Betsie droeg het hoedje, dat er op de foto uitzag als een schuimtaart na een vechtpartij. ‘Drie mensen, van wie wij binnenkort meer zullen horen,’ stond eronder.
Het prikkelde Betsie. Haar lieve hoedje! Ze zou het niet met de geringste animo ter tafel kunnen brengen.
‘Betty Vandepen ontkent contact met filmmaatschappij,’ brulde een ander blad haar aan. ‘Regisseur glimlacht, contracten reeds in orde,’ O, en dan was daar een vréselijke foto - die hadden Cor en Aal beslist niet zonder reden helemaal onderaan gelegd - - Betsie hijgde naar adem, toen ze die zag. Weer die affreuse schreeuw-letters: ‘Betty Vandepen schopt journalist camera uit handen,’ meldde deze krant. ‘Een Olympische trap,’ zegt verslaggever, die blauw oog heeft, en schade van driehonderd gulden aan zijn fototoestel.’

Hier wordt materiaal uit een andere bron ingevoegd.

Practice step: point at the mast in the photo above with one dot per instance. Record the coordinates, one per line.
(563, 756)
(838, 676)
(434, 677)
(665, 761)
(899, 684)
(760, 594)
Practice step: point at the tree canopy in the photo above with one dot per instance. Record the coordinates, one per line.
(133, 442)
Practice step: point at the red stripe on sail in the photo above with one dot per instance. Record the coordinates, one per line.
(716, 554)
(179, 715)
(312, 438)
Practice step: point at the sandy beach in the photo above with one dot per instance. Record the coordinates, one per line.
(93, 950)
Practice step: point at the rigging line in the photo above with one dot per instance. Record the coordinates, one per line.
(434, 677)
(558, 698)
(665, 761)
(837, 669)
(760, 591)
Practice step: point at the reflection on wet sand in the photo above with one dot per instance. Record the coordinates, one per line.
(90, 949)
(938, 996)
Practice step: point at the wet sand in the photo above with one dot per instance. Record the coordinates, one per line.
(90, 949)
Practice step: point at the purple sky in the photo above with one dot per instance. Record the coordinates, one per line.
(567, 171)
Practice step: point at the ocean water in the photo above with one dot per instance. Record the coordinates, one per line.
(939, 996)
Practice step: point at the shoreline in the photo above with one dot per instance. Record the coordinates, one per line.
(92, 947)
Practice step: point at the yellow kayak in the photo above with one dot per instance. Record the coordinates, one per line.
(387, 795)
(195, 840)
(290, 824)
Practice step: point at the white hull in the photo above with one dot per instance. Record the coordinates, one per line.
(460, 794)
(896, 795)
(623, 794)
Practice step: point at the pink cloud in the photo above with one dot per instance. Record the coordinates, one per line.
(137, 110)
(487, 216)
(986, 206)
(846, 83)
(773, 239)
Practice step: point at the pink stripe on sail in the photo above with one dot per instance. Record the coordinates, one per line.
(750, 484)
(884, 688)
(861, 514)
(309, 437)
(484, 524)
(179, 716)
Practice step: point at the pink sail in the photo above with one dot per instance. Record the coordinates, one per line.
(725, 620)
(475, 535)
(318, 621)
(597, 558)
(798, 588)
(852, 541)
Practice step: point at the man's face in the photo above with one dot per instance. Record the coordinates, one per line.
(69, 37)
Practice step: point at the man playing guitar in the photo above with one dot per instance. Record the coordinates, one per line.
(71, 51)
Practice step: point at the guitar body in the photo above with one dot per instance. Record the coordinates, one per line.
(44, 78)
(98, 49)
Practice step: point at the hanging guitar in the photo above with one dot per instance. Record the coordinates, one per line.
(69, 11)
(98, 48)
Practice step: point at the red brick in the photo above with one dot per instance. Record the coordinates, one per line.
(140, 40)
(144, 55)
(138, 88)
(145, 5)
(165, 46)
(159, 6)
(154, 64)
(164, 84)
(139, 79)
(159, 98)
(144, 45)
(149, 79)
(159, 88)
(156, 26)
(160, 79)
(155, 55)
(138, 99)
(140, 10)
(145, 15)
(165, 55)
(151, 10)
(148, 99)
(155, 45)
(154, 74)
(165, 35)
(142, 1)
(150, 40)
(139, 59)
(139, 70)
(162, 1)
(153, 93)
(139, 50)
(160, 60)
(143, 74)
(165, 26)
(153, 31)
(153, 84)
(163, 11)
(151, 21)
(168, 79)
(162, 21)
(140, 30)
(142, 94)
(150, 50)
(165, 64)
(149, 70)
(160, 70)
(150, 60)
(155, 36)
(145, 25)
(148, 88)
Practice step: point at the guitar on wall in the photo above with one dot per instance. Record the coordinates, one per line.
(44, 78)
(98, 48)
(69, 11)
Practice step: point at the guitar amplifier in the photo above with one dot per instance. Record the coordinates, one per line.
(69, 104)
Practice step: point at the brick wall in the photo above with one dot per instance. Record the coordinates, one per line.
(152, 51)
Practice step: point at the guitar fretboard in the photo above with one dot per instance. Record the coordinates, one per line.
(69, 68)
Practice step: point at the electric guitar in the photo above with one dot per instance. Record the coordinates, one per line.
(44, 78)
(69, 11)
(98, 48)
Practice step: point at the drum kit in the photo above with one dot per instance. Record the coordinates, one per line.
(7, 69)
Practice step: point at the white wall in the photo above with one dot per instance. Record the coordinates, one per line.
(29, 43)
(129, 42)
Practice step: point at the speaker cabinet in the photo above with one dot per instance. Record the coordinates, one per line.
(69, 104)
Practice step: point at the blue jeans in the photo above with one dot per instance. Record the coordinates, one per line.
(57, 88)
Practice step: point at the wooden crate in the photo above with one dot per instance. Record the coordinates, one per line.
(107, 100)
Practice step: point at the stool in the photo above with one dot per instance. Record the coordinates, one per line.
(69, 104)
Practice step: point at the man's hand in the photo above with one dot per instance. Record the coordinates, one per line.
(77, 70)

Zij stond erop - de camera was klaarblijkelijk afgegaan, toen ze trapte. Ja, zo-iets kon werkelijk alleen Betsie gebeuren. Ze stond erop met een wijdopen mond, en een been als een voorhamer. Ze hield zich met een klauwachtige hand vast aan de plint van een kleedkamerdeur, haar haar hing voor haar ogen. ‘Dat was die rotzak,’ zei Betsie. Toen zag ze Alies ogen. ‘Dat zei Jááp,’ voegde ze er beteuterd bij.
‘Jaap is een heer,’ concludeerde Alie met kennis van zaken.
| |
| |
‘Wij vinden dit verschrikkelijk,’ kermde Cor. ‘Onze zuster in zulke omstandigheden!...’
‘In wat voor omstandigheden had je me dan verwacht?’ verweerde Betsie zich. En toen achterhaalden haar fatsoenlijke oren, hoe dubieus het woord omstandigheden daar klonk. ‘Ach, verrek,’ zei ze, erg Jaaps.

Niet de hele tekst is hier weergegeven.